Treatment outcomes typically are positive for patients who remain in treatment with medication-assisted therapies such as buprenorphine. However, some patients struggle to discontinue their misuse of opioids or other drugs, are inconsistent in their compliance with treatment agreements, or succeed in achieving some therapeutic goals while not doing well with others. Behaviors that are not consistent with what was discussed with the patient initially should be taken seriously and used as an opportunity to further assess the patient and adapt the treatment plan as needed. In some cases, where the patient’s behavior raises concerns about safety or diversion of controlled medications, there may be a need to refer the patient for treatment in a more structured environment (such as an OTP). Whenever the best clinical course is not clear, consultation with an in-patient practitioner may be helpful. Patients with more serious or persistent problems may benefit from referral to a specialist for additional evaluation and treatment. For example, the treatment of addiction in a patient with a comorbid psychiatric disorder may be best managed through consultation with or referral to a specialist in psychiatry.  

Patients who continue to misuse opioids after sufficient exposure to buprenorphine and ancillary psychosocial services or who experience continued symptoms of withdrawal or craving at 24 mg of buprenorphine should be considered for in-person therapy, and referrals should be given.  

Duration of Treatment: Available evidence does not support routinely discontinuing medication-assisted treatment once it has been initiated and the patient stabilized. However, this possibility frequently is raised by patients or family members. When it is, the physician and patient should carefully weigh the potential benefits and risks of continuing medication-assisted treatment and determine whether buprenorphine therapy can be safely discontinued. Studies indicate that opioid-dependent patients are at high risk for relapse when medication-assisted therapy is discontinued, even after long periods of stable maintenance. Research also shows that longer duration of treatment is associated with better treatment outcomes. Such long-term treatment, which is common to many medical conditions, should not be seen as treatment failure, but rather as a cost-effective way of prolonging life and improving the quality of life by supporting the natural and long-term process of change and recovery. Therefore, the decision to discontinue treatment should be made only after serious consideration of the potential consequences. 

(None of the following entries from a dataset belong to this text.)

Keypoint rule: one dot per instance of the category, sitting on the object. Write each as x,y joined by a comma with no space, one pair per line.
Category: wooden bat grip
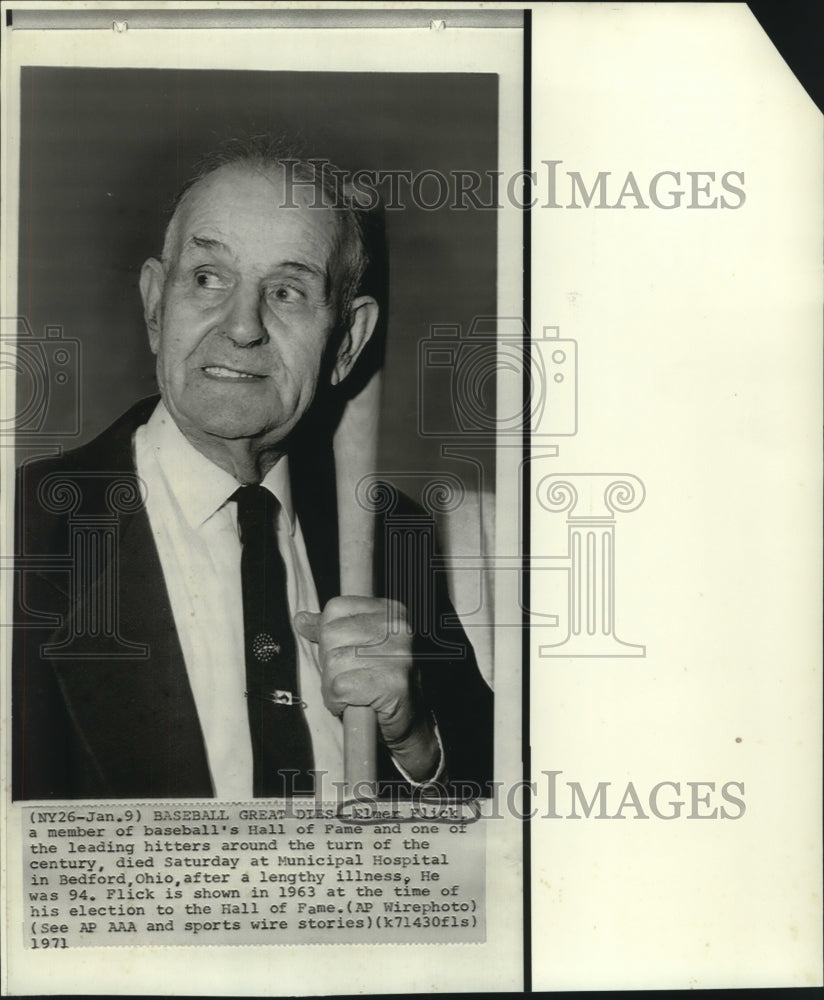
355,457
360,766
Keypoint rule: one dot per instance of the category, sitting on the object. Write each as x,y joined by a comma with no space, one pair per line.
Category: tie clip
277,697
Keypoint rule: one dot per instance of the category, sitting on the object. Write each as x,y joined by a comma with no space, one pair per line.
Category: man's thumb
308,624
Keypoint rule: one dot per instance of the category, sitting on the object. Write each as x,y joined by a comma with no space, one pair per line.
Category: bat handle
360,768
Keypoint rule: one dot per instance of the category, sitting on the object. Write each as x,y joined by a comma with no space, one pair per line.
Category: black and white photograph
411,486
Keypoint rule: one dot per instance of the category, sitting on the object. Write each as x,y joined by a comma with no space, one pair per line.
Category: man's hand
386,681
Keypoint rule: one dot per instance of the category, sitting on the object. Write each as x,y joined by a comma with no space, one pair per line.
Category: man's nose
243,323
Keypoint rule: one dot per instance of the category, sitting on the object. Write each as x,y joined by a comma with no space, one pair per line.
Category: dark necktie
281,744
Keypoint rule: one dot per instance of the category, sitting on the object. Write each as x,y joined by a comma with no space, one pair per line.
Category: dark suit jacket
102,706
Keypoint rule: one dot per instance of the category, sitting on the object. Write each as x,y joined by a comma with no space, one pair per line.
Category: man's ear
152,280
364,316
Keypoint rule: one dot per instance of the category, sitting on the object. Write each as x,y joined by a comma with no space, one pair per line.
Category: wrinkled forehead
262,205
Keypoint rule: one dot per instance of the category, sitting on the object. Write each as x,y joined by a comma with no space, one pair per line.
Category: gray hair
359,231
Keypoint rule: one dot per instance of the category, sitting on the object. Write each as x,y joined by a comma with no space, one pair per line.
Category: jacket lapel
129,694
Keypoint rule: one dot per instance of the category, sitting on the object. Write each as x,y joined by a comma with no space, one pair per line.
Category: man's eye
210,280
286,293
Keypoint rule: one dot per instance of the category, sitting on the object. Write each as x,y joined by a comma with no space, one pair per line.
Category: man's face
241,314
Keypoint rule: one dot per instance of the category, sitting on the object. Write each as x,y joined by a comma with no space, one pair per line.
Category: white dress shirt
196,533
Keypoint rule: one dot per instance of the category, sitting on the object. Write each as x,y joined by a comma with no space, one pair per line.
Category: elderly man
244,652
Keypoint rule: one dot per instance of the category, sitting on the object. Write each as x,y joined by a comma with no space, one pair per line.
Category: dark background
103,152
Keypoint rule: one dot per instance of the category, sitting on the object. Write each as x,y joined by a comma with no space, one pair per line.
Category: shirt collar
200,487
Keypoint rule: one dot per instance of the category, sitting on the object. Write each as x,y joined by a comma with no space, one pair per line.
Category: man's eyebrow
302,266
205,243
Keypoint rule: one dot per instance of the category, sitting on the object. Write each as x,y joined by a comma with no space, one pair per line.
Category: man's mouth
230,374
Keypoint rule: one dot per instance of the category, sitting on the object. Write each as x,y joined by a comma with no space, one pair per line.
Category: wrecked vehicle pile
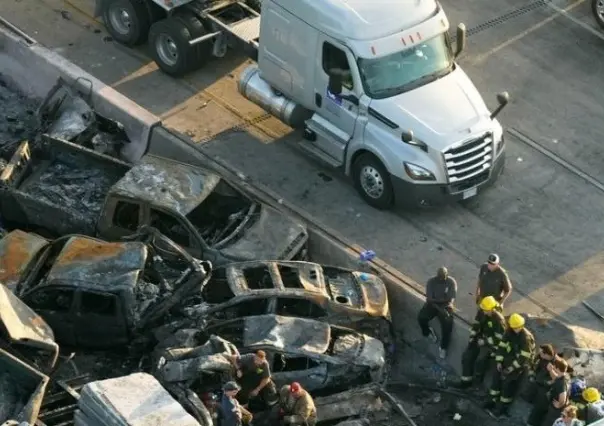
56,187
100,255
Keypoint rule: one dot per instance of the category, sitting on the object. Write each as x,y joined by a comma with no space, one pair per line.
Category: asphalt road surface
544,215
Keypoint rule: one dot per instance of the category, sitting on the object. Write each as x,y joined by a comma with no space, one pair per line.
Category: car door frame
92,329
61,322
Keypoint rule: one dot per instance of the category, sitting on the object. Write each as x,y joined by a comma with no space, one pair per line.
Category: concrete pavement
543,217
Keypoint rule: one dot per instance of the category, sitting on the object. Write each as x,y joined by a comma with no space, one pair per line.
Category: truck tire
372,181
128,21
170,49
597,7
254,4
203,51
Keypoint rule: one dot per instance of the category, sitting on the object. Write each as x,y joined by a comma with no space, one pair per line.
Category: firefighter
539,377
296,406
590,406
514,356
485,335
548,407
493,280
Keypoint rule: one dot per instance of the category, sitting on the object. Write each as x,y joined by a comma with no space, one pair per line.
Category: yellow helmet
488,303
591,395
516,321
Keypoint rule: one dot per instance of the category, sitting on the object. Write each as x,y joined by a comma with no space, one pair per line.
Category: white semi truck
373,84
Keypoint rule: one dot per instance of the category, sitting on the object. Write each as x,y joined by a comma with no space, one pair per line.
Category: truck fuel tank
257,90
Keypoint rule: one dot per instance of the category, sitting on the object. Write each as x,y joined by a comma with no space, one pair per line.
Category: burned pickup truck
298,289
94,293
322,357
61,188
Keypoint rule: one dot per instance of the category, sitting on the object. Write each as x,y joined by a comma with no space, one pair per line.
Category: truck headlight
416,172
499,146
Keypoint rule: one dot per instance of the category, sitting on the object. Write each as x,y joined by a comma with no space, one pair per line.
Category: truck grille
470,160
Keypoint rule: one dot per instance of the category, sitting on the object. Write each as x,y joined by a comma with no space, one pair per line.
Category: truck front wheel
597,7
372,181
128,21
170,48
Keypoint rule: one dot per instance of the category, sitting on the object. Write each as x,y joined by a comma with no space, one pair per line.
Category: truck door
337,116
100,321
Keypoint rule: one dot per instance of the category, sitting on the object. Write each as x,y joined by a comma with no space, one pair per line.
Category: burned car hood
272,236
17,250
360,349
21,324
373,293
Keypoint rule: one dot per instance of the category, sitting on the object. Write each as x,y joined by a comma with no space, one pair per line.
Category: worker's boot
489,405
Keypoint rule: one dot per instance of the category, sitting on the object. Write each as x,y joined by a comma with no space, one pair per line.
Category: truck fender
360,150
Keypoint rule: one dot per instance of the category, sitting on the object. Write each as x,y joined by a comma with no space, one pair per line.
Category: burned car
318,355
298,289
57,187
94,293
28,354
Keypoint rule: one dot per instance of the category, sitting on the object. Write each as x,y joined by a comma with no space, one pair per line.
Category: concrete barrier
35,69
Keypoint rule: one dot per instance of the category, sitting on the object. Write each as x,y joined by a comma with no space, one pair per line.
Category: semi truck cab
378,93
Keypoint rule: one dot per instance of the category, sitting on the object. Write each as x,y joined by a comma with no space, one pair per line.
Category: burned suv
298,289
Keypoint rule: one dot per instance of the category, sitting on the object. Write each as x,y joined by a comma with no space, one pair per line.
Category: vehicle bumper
408,194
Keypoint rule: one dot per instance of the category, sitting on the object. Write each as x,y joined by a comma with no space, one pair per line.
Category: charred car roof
357,290
17,250
286,333
309,275
167,184
98,264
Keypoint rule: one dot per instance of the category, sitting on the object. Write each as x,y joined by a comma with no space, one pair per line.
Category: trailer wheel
597,7
372,181
170,49
128,21
196,29
254,4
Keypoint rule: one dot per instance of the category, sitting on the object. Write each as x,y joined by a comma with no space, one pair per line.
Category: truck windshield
408,69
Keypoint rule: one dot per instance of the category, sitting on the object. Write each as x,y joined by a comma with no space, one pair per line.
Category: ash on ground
17,116
424,387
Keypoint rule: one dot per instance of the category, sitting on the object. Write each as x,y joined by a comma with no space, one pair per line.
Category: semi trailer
374,86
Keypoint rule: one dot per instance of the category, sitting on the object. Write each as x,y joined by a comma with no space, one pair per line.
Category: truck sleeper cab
378,93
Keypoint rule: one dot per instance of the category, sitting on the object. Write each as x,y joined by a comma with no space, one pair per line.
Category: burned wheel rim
372,182
120,20
167,49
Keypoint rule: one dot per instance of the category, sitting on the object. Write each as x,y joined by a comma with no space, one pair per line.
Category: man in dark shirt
441,291
494,281
231,413
254,375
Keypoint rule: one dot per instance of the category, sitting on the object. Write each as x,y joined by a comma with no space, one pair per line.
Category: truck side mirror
407,136
335,84
461,39
503,99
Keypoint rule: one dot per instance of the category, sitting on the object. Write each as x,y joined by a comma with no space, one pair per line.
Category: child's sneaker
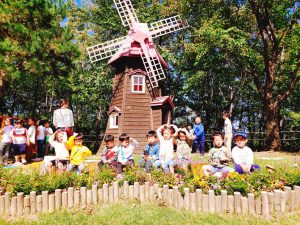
120,176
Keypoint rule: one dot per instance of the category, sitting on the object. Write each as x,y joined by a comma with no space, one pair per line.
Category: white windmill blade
126,12
152,65
106,49
167,26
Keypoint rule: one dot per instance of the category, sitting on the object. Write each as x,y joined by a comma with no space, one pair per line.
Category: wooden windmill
137,105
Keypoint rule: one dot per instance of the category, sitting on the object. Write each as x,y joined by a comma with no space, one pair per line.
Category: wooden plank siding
137,117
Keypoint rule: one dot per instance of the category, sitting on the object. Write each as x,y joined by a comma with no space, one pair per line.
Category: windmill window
114,121
138,84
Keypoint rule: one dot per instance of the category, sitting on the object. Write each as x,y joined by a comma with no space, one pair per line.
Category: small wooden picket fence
267,204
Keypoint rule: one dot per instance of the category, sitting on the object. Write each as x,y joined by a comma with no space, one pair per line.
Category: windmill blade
126,12
167,26
152,65
106,49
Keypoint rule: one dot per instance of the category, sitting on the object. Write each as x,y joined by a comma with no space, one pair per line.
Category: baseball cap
241,133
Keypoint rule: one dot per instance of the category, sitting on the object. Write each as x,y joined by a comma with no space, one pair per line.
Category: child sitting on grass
20,140
125,154
242,155
183,151
151,152
59,142
165,136
110,152
78,154
219,156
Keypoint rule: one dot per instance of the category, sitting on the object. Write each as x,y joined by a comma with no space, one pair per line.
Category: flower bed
17,180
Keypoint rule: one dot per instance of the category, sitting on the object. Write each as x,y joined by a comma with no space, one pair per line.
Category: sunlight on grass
134,213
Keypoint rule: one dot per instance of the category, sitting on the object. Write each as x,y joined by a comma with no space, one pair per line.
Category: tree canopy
241,56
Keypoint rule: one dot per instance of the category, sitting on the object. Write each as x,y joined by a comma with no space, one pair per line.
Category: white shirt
126,153
19,134
227,126
48,131
242,155
63,117
31,134
166,147
41,131
61,151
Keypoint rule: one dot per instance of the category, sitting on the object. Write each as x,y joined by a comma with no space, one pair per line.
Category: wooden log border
268,204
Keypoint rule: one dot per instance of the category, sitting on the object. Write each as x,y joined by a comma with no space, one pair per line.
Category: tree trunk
273,142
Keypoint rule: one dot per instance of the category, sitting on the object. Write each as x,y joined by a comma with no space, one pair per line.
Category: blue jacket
198,129
152,150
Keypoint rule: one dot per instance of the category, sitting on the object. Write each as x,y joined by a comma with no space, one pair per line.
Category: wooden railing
268,204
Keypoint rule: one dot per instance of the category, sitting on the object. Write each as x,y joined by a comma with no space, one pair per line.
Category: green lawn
133,213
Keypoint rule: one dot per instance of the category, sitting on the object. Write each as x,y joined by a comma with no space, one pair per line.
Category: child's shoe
120,176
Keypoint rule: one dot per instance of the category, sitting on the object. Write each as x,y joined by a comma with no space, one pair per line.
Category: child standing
48,132
126,148
219,156
78,154
20,140
6,141
59,141
40,140
110,152
183,152
31,149
242,155
227,130
165,136
151,152
198,129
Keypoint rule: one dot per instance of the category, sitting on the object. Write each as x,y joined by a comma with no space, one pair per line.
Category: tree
33,46
257,39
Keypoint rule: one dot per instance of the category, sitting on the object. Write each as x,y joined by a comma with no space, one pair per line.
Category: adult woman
63,117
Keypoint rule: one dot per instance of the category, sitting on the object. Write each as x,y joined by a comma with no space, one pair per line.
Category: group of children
154,154
159,152
70,154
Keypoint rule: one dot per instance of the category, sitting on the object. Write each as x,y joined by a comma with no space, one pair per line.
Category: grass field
134,213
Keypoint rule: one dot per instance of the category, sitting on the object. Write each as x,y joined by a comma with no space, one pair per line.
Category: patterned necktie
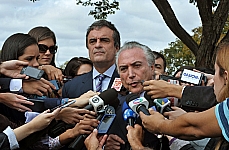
99,84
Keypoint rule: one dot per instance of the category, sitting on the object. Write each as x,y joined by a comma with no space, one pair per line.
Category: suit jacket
84,83
198,98
5,84
4,142
81,84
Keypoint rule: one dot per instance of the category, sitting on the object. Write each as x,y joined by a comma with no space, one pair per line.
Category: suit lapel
114,75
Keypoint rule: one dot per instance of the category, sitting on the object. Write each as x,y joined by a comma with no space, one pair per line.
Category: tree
213,22
102,7
178,54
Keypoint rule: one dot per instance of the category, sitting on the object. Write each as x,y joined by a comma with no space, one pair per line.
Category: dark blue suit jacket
84,83
81,84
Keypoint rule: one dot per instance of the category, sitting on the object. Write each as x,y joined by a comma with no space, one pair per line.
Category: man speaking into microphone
135,64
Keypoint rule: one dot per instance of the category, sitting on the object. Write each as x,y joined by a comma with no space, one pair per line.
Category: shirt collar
108,72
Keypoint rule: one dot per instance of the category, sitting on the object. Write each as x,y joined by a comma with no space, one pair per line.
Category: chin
135,90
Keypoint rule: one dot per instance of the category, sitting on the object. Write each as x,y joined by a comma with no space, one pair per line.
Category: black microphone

As with other disease processes, the continuation of medication-assisted treatment should be linked directly to the patient’s response (for example, his or her attainment of treatment goals). Relapse risk is highest in the first six to 12 months after initiating abstinence, then diminishes gradually over a period of years. Therefore, it is reasonable to continue treatment for at least a year if the patient responds well. If buprenorphine is discontinued, the patient should be tapered off the medication through use of a safely structured regimen, and followed closely. It may be necessary to reinstate pharmacotherapy with buprenorphine if relapse appears imminent or actually occurs. When a patient is relapsing, this is not immediately a reason to terminate the patient, but rather a lengthy discussion should be had about the goals of the therapy and the ongoing motivation of the patient to participate in MAT.